Com cota mais alta, comércio da fronteira espera aumento de 20% nas vendas

A notícia sobre a nova cota para comprar nas fronteiras entre Brasil e Paraguai está gerando otimismo para o comércio na região e preocupação também. Desde o dia 1º deste mês, está valendo a novidade: passou de US$ 300 para US$ 500 a compra por pessoa. A mudança foi assinada pelo ministro da Economia, Paulo […]

Renata Fontoura Publicado em 04/01/2020, às 08h22 - Atualizado em 05/01/2020, às 08h46

Cotas para compras passa de US$ 300 para US$ 500 por pessoa. (Foto: Mazão Ramires/Flickr)
Cotas para compras passa de US$ 300 para US$ 500 por pessoa. (Foto: Mazão Ramires/Flickr) - Cotas para compras passa de US$ 300 para US$ 500 por pessoa. (Foto: Mazão Ramires/Flickr)

A notícia sobre a nova cota para comprar nas fronteiras entre Brasil e Paraguai está gerando otimismo para o comércio na região e preocupação também. Desde o dia 1º deste mês, está valendo a novidade: passou de US$ 300 para US$ 500 a compra por pessoa. A mudança foi assinada pelo ministro da Economia, Paulo Guedes.

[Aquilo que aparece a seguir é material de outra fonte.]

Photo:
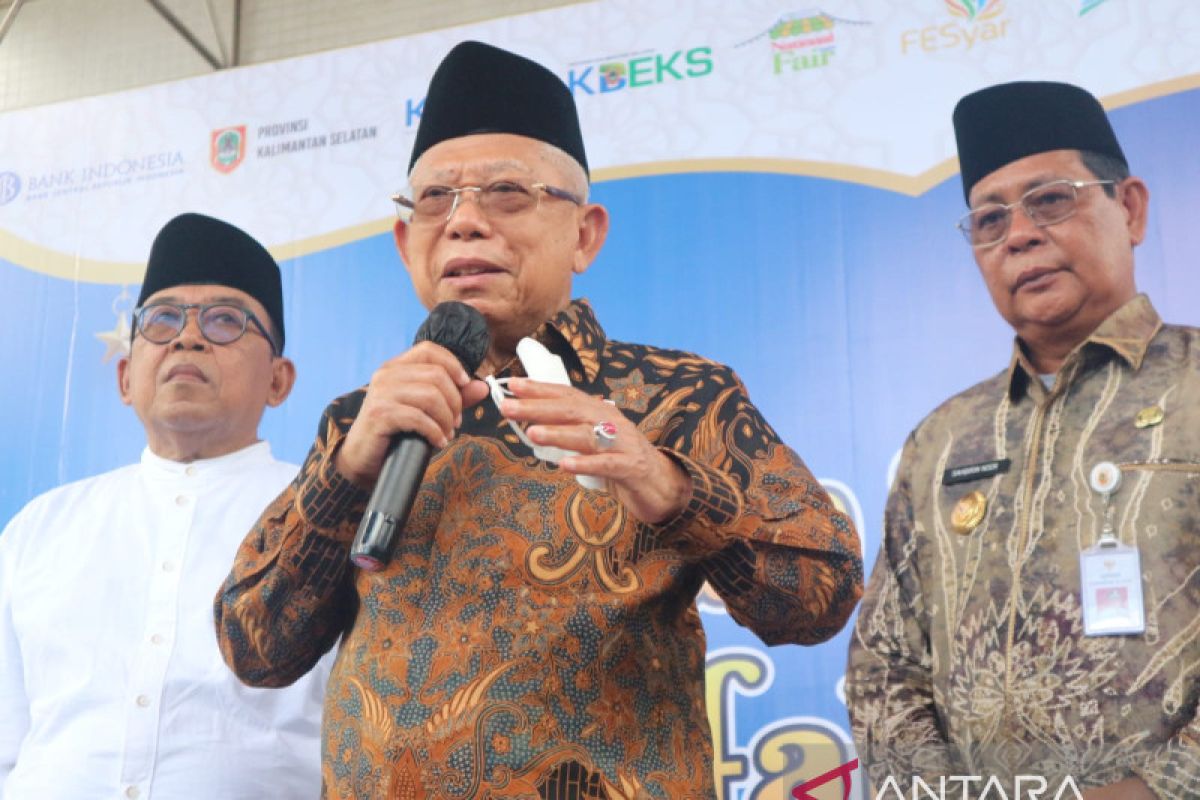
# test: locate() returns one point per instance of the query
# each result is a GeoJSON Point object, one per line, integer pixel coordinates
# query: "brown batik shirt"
{"type": "Point", "coordinates": [969, 655]}
{"type": "Point", "coordinates": [529, 638]}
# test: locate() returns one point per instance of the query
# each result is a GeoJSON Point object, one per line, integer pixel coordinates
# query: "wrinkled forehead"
{"type": "Point", "coordinates": [1014, 179]}
{"type": "Point", "coordinates": [481, 157]}
{"type": "Point", "coordinates": [209, 293]}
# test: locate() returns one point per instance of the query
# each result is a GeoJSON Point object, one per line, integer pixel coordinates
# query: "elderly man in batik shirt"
{"type": "Point", "coordinates": [531, 636]}
{"type": "Point", "coordinates": [1036, 606]}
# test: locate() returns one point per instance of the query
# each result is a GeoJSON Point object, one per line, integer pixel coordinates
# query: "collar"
{"type": "Point", "coordinates": [575, 335]}
{"type": "Point", "coordinates": [1126, 334]}
{"type": "Point", "coordinates": [252, 456]}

“O comerciante daqui está bem feliz e confiante para 2020”, afirma Víctor Hugo Barreto, presidente da Câmara de Indústria e Comércio, de Pedro Juan Caballero. “Esperamos um aumento de, pelo menos, 20% nas compras. Uma família com quatro, cinco pessoas vindo para cá já é o bastante, pois é mais gente. Então vão em busca de produtos caros e com o valor alto dá para comprar muito, com mais segurança”, diz.

Porém, há comerciantes preocupados com a cotação do dólar. “Vai depender muito disso [cotação], porque se tiver problemas na cotação, se a moeda continuar alta, não vamos ver mudanças”, alegou uma vendedora, que não quis se identificar, de uma loja de perfumaria da cidade paraguaia.

Essa mudança na cota não acontecia desde 2005, apesar das tentativas dos governos anteriores. De acordo com a regulamentação do nível de compra, os brasileiros só podem se beneficiar da isenção tributária uma vez por mês. O presidente brasileiro, Jair Bolsonaro, também elevou o nível nas free shops de aeroportos estrangeiros de 500 para 1.000 dólares.

Para quem escolhe fazer compras na região em busca de menor preço, a notícia é ótima. “Sempre que vou eu compro perfumes, maquiagens, eletrônicos, bebidas. E com essa mudança, ficou ainda melhor! Só espero que o dólar dê uma baixada”, garante Rosane Barbosa. Sempre que pode, a autônoma pega estrada para a fronteira.